[For those looking for "How to Peak Around a Corner," give me a couple more days. It's a bit harder than I first thought.]
I literally just got out of a seminar given by Marija Ilic, of Carnegie Mellon, on her work and prognostications for making the delivery of electric power more efficient. I was expecting the typical drab droning that usually confronts me from invited speakers, but I was able to pull several salient and cogent points out of her talk. This is a fairly extemporaneous post, so please forgive my stream-of-consciousness style.
Utility companies, in general, try to provide uninterrupted service at minimal cost to their subscribers. We could go on and on about the scruples of utility companies and their guaranteed monopolies, but that is not really very productive at this point, so let us take their cost-minimization desires as a given. While "minimal cost to subscribers" is a very soft term, I never realized how hard the uninterrupted service constraint really was. Imagine this scenario: Town X has a daily power consumption of no more than 90 MW for 350 days a year. Given this information, constructing a 100 MW power plant to supply Town X seems like a good idea. However, for 15 days per year, Town X demands 120 MW (due to heat waves, cold snaps, etc.). If the utility company really had only constructed a 100 MW power plant, all of the directors would be fired after the first year because they couldn't supply the town sufficiently for 4% of the year. So instead, the utility has to lay out the cash to build more power generation capacity that just sits around for up to 350 days a year.

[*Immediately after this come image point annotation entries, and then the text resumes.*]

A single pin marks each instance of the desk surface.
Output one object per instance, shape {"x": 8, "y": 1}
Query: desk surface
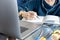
{"x": 31, "y": 28}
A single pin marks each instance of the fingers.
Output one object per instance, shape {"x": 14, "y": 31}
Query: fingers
{"x": 21, "y": 12}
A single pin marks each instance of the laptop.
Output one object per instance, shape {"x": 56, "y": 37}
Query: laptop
{"x": 9, "y": 20}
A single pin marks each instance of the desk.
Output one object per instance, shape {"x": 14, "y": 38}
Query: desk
{"x": 32, "y": 32}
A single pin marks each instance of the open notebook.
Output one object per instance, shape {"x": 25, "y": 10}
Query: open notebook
{"x": 47, "y": 19}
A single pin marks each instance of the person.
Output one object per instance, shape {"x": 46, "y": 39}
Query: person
{"x": 41, "y": 7}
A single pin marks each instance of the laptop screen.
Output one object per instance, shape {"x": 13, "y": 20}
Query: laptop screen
{"x": 9, "y": 20}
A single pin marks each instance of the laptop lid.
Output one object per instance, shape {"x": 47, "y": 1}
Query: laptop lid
{"x": 9, "y": 20}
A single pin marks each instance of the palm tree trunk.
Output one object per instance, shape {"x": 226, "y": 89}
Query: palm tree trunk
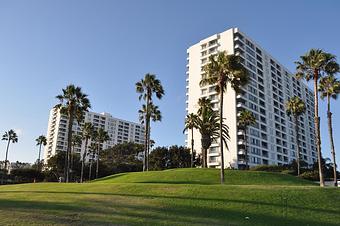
{"x": 90, "y": 170}
{"x": 148, "y": 149}
{"x": 147, "y": 124}
{"x": 246, "y": 146}
{"x": 9, "y": 140}
{"x": 97, "y": 166}
{"x": 204, "y": 158}
{"x": 83, "y": 162}
{"x": 192, "y": 147}
{"x": 317, "y": 127}
{"x": 221, "y": 134}
{"x": 71, "y": 163}
{"x": 69, "y": 144}
{"x": 297, "y": 143}
{"x": 330, "y": 131}
{"x": 39, "y": 157}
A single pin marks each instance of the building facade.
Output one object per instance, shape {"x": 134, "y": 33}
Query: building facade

As Prof. Ilic stated, "cost management is all about the spikes." She was referring to the spikes---hourly, daily, and yearly---in demand that utility companies see. If it weren't for the spikes in demand, the total demand would have far less variance, and less superfluous generation capacity would be necessary.
What can we do about these spikes? This is where the system intelligence comes into play. Prof. Ilic claims that currently, most utility companies have extensive records to estimate their long-term average demand, but they use only something like the past 15 minutes of data to predict upcoming surges. I would really like to see a "look-ahead" filter (or model-predictive controller, as Prof. Ilic calls it) on the power companies' demand estimates. This information should then obviously be distributed out to the consumers, who then are incentivised to decrease demand when faced with surging costs.

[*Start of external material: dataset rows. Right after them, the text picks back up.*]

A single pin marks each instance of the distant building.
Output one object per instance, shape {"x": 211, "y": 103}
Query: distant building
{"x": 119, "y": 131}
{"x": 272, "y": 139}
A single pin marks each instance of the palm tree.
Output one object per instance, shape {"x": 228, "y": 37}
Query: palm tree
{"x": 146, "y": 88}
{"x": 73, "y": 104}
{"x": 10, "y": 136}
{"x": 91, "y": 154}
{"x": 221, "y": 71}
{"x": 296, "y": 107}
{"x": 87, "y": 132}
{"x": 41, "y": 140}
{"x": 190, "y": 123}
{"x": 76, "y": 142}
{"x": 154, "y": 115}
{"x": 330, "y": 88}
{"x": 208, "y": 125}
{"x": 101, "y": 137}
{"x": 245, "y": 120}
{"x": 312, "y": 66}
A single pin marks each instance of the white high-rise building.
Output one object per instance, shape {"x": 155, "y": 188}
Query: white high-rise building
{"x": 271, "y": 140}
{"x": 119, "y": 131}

Obviously this incentive scheme can only be implemented with some form of "smart meter" at the consumer side. It really baffles me why these haven't gone past pilot programs across America. The basic functionality of a smart meter is that it records the power drawn by a consumer, and logs this information over time. More dynamic implementations could go so far as to incorporate an automatic controller. This would be a household appliance (there's an app for that!) that lets the user list and prioritize power-hungry processes as well as input a desired maximum cost of electricity each day. The meter/controller would then use the predicted power costs to schedule the user's processes to run as time---and money---allow.
The funny thing is: This "scheduling" of "processes" already happens in every office and nearly every home in the country. Computers and servers operate on the very principle that some processes have higher priorities than others, and that they will all (hopefully) get done in due time. Except that computers decide between processes thousands of times every second. Should it really be that hard to decide to run your laundry dryer at 1:00 AM and your dishwasher at 3:00 AM?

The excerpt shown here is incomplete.